Заметки о моем поколении. Повесть, пьеса, статьи, стихи

22
18
20
22
24
26
28
30

И вот на короткий миг разрозненные приметы нью-йоркской жизни соединились; все заговорили о «молодом поколении». Пятидесятилетние могли по-прежнему воображать, что существует четыреста избранных семейств, и Максвеллу Боденхайму никто не мешал думать, что есть богема с ее культом святого искусства.[235] А на самом деле все, что было в Нью-Йорке яркого, веселого, жизненного, начало тянуться одно к другому, и впервые заявило о себе общество поинтереснее того, что собиралось на званых обедах у Эмили Пост[236]. Говорили, что это новое общество только и создало, что вечеринки с коктейлями, но оно еще и придало блеск разговорам в домах богачей на Парк-авеню, и образованный европеец наконец-то мог надеяться, что поездка в Нью-Йорк окажется все-таки приятнее, чем переход золотоискателей по австралийским степям, пусть и разбитым под улицы и площади.

И на короткий миг – уже следующего оказалось достаточно, чтобы убедиться в моей непригодности для такой роли, – я, зная о Нью-Йорке меньше, чем любой репортер, покрутившийся в газете с полгода, и представляя нью-йоркское общество хуже любого из тех непристроенных юнцов, что околачиваются в бальном зале отеля «Ритц», вдруг сделался мало сказать выразителем эпохи, но еще и ее типичным порождением. Я – впрочем, теперь надо было говорить «мы», – так вот, мы плохо себе представляли, чего ждет от нас Нью-Йорк, и чувствовали себя сбитыми с толку. С той поры как мы окунулись в столичный быт, прошло всего несколько месяцев, однако мы уже едва ли смогли бы сказать, кто мы такие, и не имели ни малейшего понятия о том, что с нами происходит. Нам приходило в голову окунуться в фонтан на площади, и этого – да и любой перепалки с блюстителями закона – было достаточно, чтобы попасть в газетную хронику, причем приводились наши мнения о вещах, относительно которых мы не знали ровным счетом ничего. Писали о наших «связях», а всего и набралось бы с десяток приятелей-холостяков из былых однокашников да несколько новых знакомых из литературной среды; помню одно неуютное Рождество, когда никого из друзей не было в городе и нам оказалось решительно некуда пойти. Центр, к которому мы могли бы прибиться, не находился, и тогда мы сами стали небольшим центром и понемногу сумели приспособить свою неуживчивую натуру к распорядку тогдашнего Нью-Йорка. Точнее сказать, Нью-Йорк забыл о нас и позволил нам существовать.

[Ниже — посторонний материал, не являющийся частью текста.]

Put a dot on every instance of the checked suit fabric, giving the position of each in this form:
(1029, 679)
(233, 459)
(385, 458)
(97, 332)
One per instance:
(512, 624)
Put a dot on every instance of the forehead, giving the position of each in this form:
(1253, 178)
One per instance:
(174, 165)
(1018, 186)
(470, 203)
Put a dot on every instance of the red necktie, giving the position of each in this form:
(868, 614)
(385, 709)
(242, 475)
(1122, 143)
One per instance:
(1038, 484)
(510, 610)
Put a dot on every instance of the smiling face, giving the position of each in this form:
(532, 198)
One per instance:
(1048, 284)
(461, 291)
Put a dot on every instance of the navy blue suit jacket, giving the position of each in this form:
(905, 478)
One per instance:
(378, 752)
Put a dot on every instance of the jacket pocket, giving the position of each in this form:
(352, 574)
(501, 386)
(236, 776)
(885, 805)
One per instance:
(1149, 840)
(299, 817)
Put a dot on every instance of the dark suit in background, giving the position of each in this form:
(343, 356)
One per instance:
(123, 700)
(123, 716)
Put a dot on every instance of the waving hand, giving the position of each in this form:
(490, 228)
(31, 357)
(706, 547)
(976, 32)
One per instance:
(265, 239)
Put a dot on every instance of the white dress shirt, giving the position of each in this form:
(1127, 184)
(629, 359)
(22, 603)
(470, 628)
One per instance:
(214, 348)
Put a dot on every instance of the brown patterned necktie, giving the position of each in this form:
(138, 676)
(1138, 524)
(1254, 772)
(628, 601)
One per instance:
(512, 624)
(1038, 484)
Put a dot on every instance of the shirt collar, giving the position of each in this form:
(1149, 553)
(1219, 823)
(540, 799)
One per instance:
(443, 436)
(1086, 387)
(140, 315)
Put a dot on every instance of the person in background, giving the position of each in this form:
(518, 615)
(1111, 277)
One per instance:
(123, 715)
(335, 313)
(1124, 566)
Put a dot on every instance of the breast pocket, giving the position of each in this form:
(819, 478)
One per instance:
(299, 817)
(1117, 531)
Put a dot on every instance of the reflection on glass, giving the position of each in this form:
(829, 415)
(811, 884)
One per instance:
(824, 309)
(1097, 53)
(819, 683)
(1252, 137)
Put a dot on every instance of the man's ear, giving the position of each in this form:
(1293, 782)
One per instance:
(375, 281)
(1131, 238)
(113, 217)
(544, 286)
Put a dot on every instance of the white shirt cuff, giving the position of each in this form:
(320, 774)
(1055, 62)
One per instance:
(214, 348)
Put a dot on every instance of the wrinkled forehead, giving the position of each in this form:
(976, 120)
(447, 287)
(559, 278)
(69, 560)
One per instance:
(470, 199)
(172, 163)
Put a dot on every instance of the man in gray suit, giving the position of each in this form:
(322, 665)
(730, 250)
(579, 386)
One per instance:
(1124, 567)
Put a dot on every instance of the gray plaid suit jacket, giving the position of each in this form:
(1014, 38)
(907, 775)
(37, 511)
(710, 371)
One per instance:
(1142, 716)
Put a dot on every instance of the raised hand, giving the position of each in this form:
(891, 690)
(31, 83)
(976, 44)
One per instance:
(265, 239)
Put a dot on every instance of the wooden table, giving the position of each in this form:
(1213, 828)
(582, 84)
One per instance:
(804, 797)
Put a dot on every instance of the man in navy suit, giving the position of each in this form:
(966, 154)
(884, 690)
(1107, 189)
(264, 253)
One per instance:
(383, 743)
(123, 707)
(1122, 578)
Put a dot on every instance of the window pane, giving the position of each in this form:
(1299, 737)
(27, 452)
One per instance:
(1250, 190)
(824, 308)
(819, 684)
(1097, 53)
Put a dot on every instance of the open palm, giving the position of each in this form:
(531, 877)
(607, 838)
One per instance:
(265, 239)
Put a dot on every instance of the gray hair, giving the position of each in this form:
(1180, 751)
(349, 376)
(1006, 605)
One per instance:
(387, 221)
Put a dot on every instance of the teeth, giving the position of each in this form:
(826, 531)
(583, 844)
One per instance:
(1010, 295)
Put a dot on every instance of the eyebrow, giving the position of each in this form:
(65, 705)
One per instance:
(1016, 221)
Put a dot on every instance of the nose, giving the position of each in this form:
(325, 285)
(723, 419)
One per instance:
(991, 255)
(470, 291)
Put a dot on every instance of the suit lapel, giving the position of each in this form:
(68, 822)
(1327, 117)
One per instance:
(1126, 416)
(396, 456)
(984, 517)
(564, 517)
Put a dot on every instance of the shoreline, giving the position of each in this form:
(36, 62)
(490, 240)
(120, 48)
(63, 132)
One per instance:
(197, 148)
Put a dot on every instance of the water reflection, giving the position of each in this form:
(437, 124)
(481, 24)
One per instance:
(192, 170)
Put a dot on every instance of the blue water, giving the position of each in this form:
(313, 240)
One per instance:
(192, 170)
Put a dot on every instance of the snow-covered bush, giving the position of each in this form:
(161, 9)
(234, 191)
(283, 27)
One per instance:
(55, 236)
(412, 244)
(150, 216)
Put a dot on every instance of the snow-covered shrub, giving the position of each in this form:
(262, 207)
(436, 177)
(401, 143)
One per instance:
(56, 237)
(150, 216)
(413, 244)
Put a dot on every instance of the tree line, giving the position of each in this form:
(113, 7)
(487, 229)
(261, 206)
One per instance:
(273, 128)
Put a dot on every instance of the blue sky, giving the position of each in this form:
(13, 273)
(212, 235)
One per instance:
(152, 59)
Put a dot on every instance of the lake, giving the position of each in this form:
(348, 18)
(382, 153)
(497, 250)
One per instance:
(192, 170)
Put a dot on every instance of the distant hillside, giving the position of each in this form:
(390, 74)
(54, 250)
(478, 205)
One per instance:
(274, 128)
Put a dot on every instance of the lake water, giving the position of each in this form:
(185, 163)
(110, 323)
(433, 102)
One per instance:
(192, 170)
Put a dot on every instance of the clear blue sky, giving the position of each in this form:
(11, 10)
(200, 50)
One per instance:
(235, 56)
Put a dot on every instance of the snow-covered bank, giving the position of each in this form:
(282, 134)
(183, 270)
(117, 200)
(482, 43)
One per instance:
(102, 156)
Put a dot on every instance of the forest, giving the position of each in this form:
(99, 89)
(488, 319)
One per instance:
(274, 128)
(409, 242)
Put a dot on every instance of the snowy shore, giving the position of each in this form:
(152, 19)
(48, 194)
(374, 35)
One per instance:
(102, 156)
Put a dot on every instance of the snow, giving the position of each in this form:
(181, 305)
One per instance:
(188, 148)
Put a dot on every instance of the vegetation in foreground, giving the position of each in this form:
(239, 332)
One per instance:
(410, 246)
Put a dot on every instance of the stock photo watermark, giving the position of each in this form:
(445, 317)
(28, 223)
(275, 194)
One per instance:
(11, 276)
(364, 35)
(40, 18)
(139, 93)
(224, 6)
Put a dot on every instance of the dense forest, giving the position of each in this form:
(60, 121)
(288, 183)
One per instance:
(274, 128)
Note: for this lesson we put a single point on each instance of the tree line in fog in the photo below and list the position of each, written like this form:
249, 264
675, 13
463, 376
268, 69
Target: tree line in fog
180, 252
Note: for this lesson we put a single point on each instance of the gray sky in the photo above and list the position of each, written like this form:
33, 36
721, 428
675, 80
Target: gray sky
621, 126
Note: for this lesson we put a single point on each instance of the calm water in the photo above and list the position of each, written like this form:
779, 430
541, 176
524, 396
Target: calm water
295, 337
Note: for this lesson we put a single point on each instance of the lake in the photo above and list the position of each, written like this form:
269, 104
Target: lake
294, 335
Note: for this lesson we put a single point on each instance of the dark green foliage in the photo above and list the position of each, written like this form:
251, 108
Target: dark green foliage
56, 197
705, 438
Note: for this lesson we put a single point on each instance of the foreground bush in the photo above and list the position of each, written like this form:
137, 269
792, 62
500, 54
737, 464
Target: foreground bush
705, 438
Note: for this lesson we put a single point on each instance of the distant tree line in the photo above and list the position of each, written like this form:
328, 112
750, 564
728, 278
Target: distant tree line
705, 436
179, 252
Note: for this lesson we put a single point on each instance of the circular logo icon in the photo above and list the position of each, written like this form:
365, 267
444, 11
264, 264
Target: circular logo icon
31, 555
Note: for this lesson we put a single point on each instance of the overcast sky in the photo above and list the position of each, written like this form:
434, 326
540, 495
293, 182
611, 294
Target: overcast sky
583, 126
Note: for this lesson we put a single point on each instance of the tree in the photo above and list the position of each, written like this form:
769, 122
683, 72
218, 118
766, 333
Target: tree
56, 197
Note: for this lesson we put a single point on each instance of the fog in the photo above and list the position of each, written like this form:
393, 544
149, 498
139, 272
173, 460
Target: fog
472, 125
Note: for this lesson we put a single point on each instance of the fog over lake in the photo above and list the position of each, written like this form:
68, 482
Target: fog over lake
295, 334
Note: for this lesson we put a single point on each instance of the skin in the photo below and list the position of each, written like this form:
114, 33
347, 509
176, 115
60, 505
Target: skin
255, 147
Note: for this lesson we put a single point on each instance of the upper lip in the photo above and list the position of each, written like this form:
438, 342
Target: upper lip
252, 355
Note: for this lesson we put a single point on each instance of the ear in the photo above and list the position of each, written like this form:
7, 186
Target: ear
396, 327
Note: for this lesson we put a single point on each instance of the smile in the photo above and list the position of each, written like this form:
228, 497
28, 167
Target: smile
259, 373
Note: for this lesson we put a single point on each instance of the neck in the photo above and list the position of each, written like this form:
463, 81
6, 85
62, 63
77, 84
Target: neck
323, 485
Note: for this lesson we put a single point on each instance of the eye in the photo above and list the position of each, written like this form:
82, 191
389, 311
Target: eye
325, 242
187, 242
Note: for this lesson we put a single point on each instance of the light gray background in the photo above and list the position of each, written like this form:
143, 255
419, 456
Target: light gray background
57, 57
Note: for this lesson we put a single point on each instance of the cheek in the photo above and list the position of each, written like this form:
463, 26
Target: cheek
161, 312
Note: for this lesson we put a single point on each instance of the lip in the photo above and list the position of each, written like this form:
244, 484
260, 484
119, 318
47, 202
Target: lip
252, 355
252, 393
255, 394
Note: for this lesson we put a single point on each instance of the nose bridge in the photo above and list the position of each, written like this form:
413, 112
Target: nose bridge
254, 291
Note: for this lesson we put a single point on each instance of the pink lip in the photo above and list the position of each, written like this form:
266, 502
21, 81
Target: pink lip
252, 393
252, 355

Я здесь рассказываю не о том, как менялся сам город, а о том, как менялось отношение к городу пишущего эти строки. Из сумятицы впечатлений 1920 года удержалось в памяти, как жаркой летней ночью я ехал по опустевшей Пятой авеню, взгромоздясь на крышу такси, как вместе с мечтательницей Кэй Лорелл[237] и Джорджем Джином Нейтаном[238] завтракал в прохладном японском саду в «Ритце», как писал ночи напролет, как переплачивал за плохонькие квартирки, как покупал великолепно выглядевшие машины, разваливающиеся на ходу. Был принят сухой закон, и появились первые подпольные кабачки; тоддл вышел из моды;[239] потанцевать лучше всего можно было в «Монмартре»[240], где еще издали бросались в глаза светлые волосы Лилиан Тэшман, порхающей по залу среди подвыпивших студентов. Самыми популярными пьесами были «Деклассированная» и «Любовь возвышенная и земная», а в «Полуночных шалостях» рядом с вами танцевала Мэрион Дэвис, и Мэри Хэй, живая, как ртуть, пела с хористками.[241] Нам казалось, что все это течет мимо нас; быть может, таким же – чуждым – кажется все вокруг и каждому человеку. Мы чувствовали себя словно дети, попавшие в огромный, ярко освещенный, еще не обследованный сарай. Когда нас приглашали в студию Гриффита на Лонг-Айленде, мы начинали дрожать при виде лиц, таких нам знакомых по «Рождению нации»; позднее я понял, что в мире развлечений, которые поставлял всей стране Нью-Йорк, большей частью обитали и трудились люди одинокие и совсем не такие уж веселые. Актеры кино походили на нас тем, что тоже жили в Нью-Йорке и не становились частью его. Их жизнь сама по себе была довольно бессмысленной и лишенной центра; когда я первый раз беседовал с Дороти Гиш,[242] меня не покидало ощущение, что мы стоим вдвоем на Северном полюсе и идет снег. С той поры люди кино нашли для себя собственный дом, но не Нью-Йорку было суждено им стать.[243]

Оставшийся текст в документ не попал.